Paul-Emil von Lettow-Vorbeck et la guerre de brousse (1914-1918)

Lorsque qu’éclate la Première Guerre mondiale, les colonies allemandes en Afrique qui correspondent à l’actuelle Tanzanie, ainsi que le Rwanda et le Burundi, sont cernées par les puissances d’Europe de l’Ouest. Les Anglais sont au nord (actuel Kenya et Ouganda), les Belges occupent le Congo à l’ouest et les Portugais, le Mozambique au sud.

Contexte et personnage

Dès le déclenchement du conflit, forts de leur supériorité numérique et technique, ces trois alliés engagent leurs troupes afin de prendre en tenaille les maigres forces allemandes. Les vastes étendues sur lesquelles vont s’affronter les troupes coloniales des belligérants sont couvertes par des climats assez divers : le littoral est caractérisé par une végétation luxuriante mais un climat propice aux fièvres alors que les régions intérieures sont composées soit de forêts, soit de steppes et de plateaux, voire de reliefs montagneux élevés plus au nord.

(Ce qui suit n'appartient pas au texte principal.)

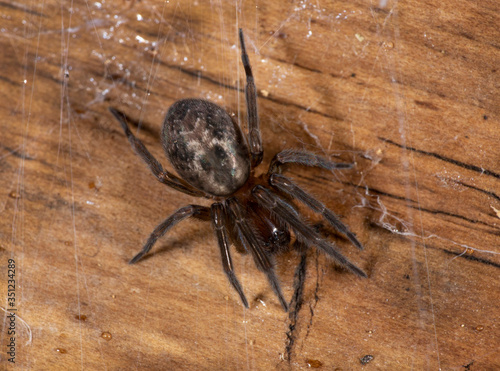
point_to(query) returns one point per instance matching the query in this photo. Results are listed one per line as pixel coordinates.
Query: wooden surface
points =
(408, 91)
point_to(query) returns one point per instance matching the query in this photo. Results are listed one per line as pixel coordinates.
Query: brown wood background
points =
(406, 90)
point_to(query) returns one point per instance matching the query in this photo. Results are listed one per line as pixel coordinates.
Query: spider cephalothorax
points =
(210, 153)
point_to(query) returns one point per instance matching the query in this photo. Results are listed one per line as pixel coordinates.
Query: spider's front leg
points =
(275, 204)
(287, 186)
(250, 241)
(254, 136)
(154, 165)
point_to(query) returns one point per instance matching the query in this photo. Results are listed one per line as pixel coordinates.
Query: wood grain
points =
(408, 91)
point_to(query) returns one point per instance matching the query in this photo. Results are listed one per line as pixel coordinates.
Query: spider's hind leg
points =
(302, 157)
(163, 227)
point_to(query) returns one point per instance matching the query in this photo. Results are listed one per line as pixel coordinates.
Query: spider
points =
(216, 161)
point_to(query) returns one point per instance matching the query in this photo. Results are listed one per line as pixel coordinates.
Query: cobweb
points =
(343, 80)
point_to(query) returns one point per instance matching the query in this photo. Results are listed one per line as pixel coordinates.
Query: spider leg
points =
(254, 135)
(287, 186)
(274, 203)
(154, 165)
(162, 228)
(219, 224)
(252, 243)
(303, 158)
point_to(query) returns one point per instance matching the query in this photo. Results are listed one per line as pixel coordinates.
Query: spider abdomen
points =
(206, 147)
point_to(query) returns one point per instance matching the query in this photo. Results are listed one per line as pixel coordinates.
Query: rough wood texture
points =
(408, 91)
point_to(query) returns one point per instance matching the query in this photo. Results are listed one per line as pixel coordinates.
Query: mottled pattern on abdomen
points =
(206, 147)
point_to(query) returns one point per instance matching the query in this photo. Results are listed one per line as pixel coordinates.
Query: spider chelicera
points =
(216, 161)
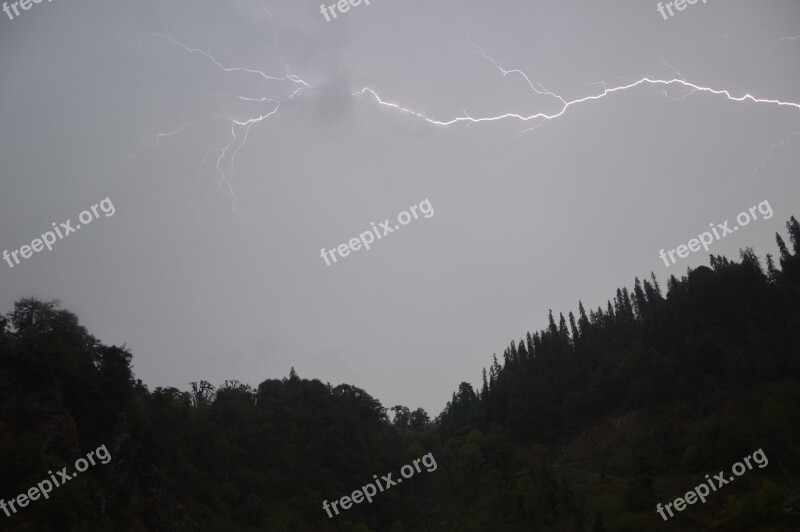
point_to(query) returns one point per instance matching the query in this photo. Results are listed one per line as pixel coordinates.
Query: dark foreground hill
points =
(585, 425)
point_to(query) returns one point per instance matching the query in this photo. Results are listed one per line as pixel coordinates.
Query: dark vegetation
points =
(584, 425)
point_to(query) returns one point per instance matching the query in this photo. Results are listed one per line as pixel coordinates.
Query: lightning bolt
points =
(239, 128)
(293, 87)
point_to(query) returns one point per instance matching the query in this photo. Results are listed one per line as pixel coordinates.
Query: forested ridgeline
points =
(584, 425)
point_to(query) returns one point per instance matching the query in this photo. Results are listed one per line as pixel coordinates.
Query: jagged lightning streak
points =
(226, 155)
(240, 128)
(659, 85)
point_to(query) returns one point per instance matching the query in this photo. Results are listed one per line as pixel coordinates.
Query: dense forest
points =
(586, 424)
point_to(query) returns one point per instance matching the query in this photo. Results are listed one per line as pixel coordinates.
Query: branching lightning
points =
(291, 86)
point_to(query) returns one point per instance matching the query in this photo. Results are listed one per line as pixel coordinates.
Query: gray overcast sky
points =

Elles comprennent aussi les vastes étendues d’eau de la région des grands lacs (lacs Tanganyika, Victoria et Nyassa).

Le colonel Paul-Emil von Lettow-Vorbeck, qui a fait ses premières armes en 1890 en Chine lors de la révolte des boxers, est envoyé dans les possessions allemandes d’Afrique à partir de janvier 1914. Découvrant le faible niveau de préparation des troupes stationnées sur ce territoire, il s’attache immédiatement à améliorer leur valeur combattive en renforçant leur dotation en armement et leur instruction. Il concentre ensuite l’essentiel de ses troupes vers le nord face à l’ennemi anglais, considéré à juste titre comme le plus menaçant.

C’est d’ailleurs sur ce front nord qu’il veut prendre l’initiative en menant l’offensive sur le sol de la colonie ennemie. Il se heurte en cela à l’avis de son supérieur en titre, le gouverneur Heinrich Schnee qui pense que, conformément aux accords en vigueur, les colonies ne seront pas impliquées dans le conflit qui démarre. Les faits donnent rapidement raison à Lettow-Vorbeck puisque les Anglais passent à l’offensive dès le 5 août. En réponse, le lieutenant-colonel Paul-Emil von Lettow-Vorbeck contre-attaque le 15 août avec ses compagnies Askari et fait reculer les Britanniques. Afin de reprendre l’initiative, les Anglais décident alors de s’emparer de la côte nord de la colonie allemande et débarquent un corps expéditionnaire dans le port de Tanga, au nord des possessions allemandes.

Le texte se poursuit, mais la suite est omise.